Reconnaissance internationale: La déclaration des Alliés du 24 mai 1915

 

La déclaration des Alliés du 24 mai 1915 montre que la responsabilité d’un État pour un crime contre l’humanité ou un crime de génocide et les réparations dues, ainsi que l’obligation de rembourser les biens confisqués, existaient au moment de la perpétration des massacres Arméniens.

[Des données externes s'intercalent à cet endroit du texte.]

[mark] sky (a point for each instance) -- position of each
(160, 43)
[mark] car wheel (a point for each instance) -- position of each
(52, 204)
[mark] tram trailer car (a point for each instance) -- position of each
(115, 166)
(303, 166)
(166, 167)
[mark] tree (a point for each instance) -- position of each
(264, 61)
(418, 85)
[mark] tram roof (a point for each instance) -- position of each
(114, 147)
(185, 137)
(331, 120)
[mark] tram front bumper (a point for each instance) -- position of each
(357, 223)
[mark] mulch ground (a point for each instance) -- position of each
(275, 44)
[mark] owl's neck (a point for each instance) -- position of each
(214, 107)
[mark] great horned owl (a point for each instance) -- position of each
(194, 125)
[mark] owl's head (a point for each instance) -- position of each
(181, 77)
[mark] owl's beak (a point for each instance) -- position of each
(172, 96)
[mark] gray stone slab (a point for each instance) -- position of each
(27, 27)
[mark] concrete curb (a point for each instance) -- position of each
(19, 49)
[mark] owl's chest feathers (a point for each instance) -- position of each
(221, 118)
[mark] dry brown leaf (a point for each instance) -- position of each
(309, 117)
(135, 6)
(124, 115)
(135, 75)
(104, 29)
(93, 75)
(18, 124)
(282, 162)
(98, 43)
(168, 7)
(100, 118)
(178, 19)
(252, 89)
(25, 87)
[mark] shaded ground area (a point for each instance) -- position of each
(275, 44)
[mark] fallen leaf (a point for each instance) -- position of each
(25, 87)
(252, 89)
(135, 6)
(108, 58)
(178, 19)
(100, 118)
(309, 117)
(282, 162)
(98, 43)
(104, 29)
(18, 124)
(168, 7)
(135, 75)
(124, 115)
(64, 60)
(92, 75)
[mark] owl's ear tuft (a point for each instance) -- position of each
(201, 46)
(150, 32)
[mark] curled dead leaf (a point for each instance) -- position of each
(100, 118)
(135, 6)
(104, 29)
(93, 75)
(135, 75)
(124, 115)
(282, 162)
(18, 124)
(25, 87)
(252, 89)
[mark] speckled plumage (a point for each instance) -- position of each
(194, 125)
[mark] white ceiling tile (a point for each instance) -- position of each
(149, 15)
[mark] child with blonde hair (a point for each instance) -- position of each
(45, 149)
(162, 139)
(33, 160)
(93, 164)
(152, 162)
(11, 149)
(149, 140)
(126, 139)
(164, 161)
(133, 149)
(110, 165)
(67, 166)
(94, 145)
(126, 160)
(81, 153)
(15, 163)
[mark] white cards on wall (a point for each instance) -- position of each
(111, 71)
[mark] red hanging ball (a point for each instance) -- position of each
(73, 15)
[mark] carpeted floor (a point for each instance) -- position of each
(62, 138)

En effet, cette déclaration est considérée comme faisant partie des pièces officielles publiées au cours de la 1re Guerre mondiale. Dès le mois de mai 1915, les ambassades allemande et américaine se trouvent informées jour par jour de l’évolution des déportations qui se déroulaient dans chaque vilayet de l’Empire ottoman. Déjà, le 22 avril, avant les arrestations à Constantinople, le catholicos arménien, Guevorg, qui vit à Etchmiadzin, en Arménie russe, s’était adressé au Président des États-Unis et au roi d’Italie, Victor-Emmanuel, et sa démarche avait été appuyée par les ambassadeurs de Russie à Washington et à Rome. Le 6 mai, le catholicos téléphone à Poincaré pour lui faire part de ses inquiétudes.

Depuis le 27 avril, le ministre des Affaires étrangères russe, Sazonov, prépare une note de protestation des puissances de l’Entente. Elle n’est rédigée et publiée par l’agence Havas que le 24 mai :

« Les gouvernements de France, d’Angleterre et de Russie ont décidé en commun accord de faire les déclarations suivantes :

Depuis un mois, les populations turque et kurde, de concert avec les agents du gouvernement turc, et souvent avec leur aide, sont en train de massacrer les Arméniens. En particulier, des massacres ont eu lieu vers la mi-avril, à Erzeroum, Terdjan, Bitlis, Mouch, Sassoun, Zeïtoun et dans toute la Cilicie.

Dans les environs de Van, la population de plus de cent villages a été massacrée en masse. Le gouvernement turc est aussi en train de persécuter la population arménienne inoffensive de la capitale. Devant ce nouveau crime de lèse-humanité perpétré par les Turcs, les puissances de l’Entente déclarent publiquement à la Sublime Porte qu’elles en tiendront personnellement responsables les membres du gouvernement ainsi que tous ceux qui auront participé à ces massacres. »

Si le crime contre l’humanité est entré dans le droit positif en 1945 au procès de Nuremberg, il faut remonter à la déclaration des Alliés du 24 mai 1915 adressée à l’Empire ottoman qui dénonçait « les crimes contre l’humanité et la civilisation » commis à l’encontre des Arméniens pour en saisir l’origine.

La valeur de cette déclaration réside dans le fait que la responsabilité de l’État pour un crime contre l’humanité ou un crime de génocide existait au moment de la perpétration des massacres.

Et même dans l’absence de la mention du « crime de génocide » dans certains cas précédents l’année 1948, cela ne signifie point qu’il ne constituait pas un des crimes connus en droit international, mais il faisait partie intégrante des crimes contre l’humanité.